Fintechs are talking about ML/AI, but the financial services industry must solve the data problem before it can even begin discussing ML/AI. Those early adopters that solve the data problem and then learn from that underlying data will be light years ahead. However, there are multiple steps to successful adoption, and the most important is accurate and clean data. This problem has plagued the financial services industry for decades. There is an old saying as it relates to data, “garbage in, garbage out.” The results of ML/AI are no different. If you train your models on bad data, your artificial intelligence is going to create bad or unintended results. It is like studying for a test with the wrong notes.

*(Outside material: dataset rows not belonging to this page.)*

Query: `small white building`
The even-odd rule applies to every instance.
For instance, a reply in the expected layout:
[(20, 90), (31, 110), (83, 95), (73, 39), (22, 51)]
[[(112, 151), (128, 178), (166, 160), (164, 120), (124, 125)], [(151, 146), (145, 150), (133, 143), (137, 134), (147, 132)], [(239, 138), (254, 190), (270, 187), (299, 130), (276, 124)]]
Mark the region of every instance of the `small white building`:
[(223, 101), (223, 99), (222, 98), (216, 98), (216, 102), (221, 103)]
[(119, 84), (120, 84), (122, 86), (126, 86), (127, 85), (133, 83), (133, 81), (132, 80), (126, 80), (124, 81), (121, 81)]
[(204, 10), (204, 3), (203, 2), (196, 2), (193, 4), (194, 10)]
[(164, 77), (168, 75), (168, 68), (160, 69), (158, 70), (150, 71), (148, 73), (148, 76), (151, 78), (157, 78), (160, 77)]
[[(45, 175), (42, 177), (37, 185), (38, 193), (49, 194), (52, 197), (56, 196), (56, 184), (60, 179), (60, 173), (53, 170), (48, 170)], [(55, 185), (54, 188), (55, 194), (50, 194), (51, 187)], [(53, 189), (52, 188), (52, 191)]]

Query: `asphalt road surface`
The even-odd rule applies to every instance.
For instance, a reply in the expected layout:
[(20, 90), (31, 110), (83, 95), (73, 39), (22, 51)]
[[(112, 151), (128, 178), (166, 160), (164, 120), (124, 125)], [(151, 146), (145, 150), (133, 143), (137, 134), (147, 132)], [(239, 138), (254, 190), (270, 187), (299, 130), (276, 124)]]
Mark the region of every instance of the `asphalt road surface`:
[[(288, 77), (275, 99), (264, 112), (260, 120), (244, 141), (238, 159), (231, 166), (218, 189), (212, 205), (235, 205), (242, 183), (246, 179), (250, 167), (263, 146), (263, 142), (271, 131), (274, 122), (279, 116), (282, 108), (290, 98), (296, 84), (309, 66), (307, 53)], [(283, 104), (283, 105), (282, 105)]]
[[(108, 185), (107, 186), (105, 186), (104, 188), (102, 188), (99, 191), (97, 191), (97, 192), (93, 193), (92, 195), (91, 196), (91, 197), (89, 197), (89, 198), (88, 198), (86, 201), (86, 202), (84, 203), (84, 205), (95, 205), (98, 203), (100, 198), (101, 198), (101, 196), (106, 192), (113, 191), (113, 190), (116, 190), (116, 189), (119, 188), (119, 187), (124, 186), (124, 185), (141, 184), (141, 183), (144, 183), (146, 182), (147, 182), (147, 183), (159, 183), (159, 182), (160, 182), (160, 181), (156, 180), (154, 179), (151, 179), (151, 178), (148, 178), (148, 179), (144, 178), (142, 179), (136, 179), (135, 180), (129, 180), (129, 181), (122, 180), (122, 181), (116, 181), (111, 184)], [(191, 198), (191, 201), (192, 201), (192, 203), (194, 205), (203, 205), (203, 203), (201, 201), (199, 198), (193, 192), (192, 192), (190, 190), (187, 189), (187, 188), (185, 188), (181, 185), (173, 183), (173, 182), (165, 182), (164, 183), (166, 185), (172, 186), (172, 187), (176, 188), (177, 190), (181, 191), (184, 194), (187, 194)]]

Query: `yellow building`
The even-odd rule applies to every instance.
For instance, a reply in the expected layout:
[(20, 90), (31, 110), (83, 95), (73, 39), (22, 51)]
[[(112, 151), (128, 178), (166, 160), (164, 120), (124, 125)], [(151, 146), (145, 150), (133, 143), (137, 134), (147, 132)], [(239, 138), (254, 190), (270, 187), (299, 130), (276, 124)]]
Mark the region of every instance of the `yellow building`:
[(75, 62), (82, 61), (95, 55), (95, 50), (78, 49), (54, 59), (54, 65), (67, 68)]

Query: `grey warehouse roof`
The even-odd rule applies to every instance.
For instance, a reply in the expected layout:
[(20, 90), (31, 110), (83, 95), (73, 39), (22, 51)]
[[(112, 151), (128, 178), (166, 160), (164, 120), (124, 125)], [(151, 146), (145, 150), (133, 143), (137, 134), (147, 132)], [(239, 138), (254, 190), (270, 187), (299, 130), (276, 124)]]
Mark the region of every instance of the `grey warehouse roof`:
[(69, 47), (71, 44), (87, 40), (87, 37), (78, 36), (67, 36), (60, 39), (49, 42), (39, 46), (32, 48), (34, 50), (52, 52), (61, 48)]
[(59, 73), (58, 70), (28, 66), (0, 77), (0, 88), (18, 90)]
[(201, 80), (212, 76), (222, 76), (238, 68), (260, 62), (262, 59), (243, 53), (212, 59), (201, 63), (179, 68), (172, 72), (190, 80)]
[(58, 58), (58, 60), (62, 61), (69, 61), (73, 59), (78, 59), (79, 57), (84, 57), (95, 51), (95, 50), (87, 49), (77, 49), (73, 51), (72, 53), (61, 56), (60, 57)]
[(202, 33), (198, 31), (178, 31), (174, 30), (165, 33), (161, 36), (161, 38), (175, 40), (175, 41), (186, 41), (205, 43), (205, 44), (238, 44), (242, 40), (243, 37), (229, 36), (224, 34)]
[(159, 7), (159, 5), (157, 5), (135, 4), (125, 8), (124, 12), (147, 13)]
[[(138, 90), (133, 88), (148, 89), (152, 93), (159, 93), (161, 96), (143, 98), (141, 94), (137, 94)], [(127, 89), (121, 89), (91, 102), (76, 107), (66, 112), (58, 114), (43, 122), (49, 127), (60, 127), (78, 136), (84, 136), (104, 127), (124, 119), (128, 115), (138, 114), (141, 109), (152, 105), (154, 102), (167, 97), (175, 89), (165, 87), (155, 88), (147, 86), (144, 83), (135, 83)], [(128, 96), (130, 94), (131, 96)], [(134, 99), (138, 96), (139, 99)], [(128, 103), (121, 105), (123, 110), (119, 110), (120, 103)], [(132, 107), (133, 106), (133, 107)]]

Therefore, the first step in any ML/AI strategy is cleansing and normalizing all of your data sets to ensure your models will be fundamentally sound. One of the most important data normalization decisions a financial services company will make is how to define an aggregate relationship or household. The second step is ensuring your database has all of the relevant data to properly train your models and identify the trends, outcomes or results you are looking for. This requires your team to fully understand the respective outcome or job that the AI model is producing and the data it requires. Today, there are incredibly robust data sets across multiple industries, economic variables and human behavior, but they require subject matter experts (SMEs) to identify the proper data sets for the ML/AI processes you are running. The earlier you involve SMEs, the more time and money you will save.
Once you have identified and normalized your data sets, maintaining data integrity is key. This means you need defined data policies and procedures to ensure that both people and systems inside of your organization operate with the same data rules. In addition to this, you will want systematic quality control (QC) processes and some level of human oversight. Another great use case of AI is the systemization of QCing data and documents; machines do this far more quickly and effectively than humans.
In closing, the successful deployment of ML/AI tools can be a true differentiator for financial services companies. This technology allows our industry to both improve and automate back-office processes and engineer more targeted engagement with our customers. In short, it can lower operating costs, enhance cross sell and increase customer acquisition. However, a successful ML/AI strategy requires a thoughtful strategy and clean data. AI is the next phase of technology competition in the financial services industry, and it is paramount that traditional financial services companies, fintechs and the technology companies that support them are focused on developing an AI strategy to compete in the evolving landscape.